Residual-Leverage plot also indicates possible issues with representativeness shwoing an outlier with large leverage and Cook’s distance.

Question 3

Code

library(alr4)
data("florida")

In the 2000 election for U.S. president, the counting of votes in Florida was controversial. In Palm Beach County in south Florida, for example, voters used a so-called butterfly ballot. Some believe that the layout of the ballot caused some voters to cast votes for Buchanan when their intended choice was Gore.

3.A

Run a simple linear regression model where the Buchanan vote is the outcome and the Bush vote is the explanatory variable. Produce the regression diagnostic plots. Is Palm Beach County an outlier based on the diagnostic plots? Why or why not?

Code

vote_model <- lm(Buchanan ~ Bush, data=florida)

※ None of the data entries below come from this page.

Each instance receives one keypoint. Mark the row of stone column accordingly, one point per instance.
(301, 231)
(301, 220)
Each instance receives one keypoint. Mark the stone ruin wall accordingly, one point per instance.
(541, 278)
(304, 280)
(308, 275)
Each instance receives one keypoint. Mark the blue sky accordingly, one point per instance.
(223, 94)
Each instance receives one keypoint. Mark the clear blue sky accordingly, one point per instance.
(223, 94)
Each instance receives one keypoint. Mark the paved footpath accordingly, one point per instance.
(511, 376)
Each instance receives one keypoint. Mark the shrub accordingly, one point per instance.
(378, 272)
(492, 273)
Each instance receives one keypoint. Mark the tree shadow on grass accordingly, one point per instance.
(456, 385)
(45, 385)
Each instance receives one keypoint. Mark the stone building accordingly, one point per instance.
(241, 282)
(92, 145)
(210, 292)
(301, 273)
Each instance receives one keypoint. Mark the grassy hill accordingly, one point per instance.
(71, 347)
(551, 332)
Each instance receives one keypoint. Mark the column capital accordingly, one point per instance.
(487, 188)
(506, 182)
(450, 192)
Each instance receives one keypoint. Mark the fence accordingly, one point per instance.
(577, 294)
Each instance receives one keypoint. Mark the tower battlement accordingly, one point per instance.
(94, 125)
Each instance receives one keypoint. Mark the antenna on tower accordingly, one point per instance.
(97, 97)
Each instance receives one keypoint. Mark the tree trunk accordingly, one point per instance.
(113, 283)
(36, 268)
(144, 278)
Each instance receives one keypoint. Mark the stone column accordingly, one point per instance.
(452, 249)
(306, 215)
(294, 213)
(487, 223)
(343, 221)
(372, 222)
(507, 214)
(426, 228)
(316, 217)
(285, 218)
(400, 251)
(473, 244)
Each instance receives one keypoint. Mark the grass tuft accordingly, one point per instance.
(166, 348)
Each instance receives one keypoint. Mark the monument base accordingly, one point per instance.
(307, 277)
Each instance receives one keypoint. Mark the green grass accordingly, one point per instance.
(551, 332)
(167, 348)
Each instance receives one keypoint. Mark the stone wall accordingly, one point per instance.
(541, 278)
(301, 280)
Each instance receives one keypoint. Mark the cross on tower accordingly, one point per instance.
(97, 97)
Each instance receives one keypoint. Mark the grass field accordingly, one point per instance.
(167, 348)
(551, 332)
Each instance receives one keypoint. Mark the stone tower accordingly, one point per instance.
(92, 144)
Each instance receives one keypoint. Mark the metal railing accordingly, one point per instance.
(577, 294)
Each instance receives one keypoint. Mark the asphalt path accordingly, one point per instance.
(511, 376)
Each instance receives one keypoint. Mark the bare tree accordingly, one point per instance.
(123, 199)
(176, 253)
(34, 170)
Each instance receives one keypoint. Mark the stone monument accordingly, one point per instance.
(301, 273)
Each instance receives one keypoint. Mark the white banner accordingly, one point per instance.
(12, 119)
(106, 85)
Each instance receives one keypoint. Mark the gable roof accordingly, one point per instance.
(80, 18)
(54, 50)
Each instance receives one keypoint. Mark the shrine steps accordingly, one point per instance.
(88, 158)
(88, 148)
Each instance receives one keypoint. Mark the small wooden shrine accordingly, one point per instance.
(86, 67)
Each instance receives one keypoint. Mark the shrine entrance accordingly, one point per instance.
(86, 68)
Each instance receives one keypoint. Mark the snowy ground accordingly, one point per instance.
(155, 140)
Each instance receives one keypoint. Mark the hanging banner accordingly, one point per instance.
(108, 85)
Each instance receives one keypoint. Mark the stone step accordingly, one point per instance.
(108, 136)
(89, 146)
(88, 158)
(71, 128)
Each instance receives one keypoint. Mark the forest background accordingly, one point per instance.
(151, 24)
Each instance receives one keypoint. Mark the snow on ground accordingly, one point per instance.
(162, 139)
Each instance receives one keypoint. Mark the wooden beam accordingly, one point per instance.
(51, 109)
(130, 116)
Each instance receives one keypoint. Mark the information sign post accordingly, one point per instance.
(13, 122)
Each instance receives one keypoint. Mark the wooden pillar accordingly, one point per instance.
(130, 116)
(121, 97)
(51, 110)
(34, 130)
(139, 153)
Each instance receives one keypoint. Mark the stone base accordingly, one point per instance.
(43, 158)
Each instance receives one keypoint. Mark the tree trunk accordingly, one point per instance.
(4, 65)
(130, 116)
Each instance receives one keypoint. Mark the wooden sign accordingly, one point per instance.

resid_panel(vote_model, plots=c("resid","cookd","lev"))

Yes. In the three plots included here we see Palm Beach County clearly as an outlier. This is indicated by a large Cook’s Distance and the large residual compared to the other counties.

3.B

Take the log of both variables (Bush vote and Buchanan Vote) and repeat the analysis in (a). Does your findings change?

Code

vote_model <- lm(log(Buchanan) ~ log(Bush), data=florida)

resid_panel(vote_model, plots=c("resid","cookd","lev"))

The log-transformed model eliminates the large residual and significantly reduces the Cook’s Distance. When laid over the Leverage plot we see more clearly that it’s outlier status would be much less of a concern.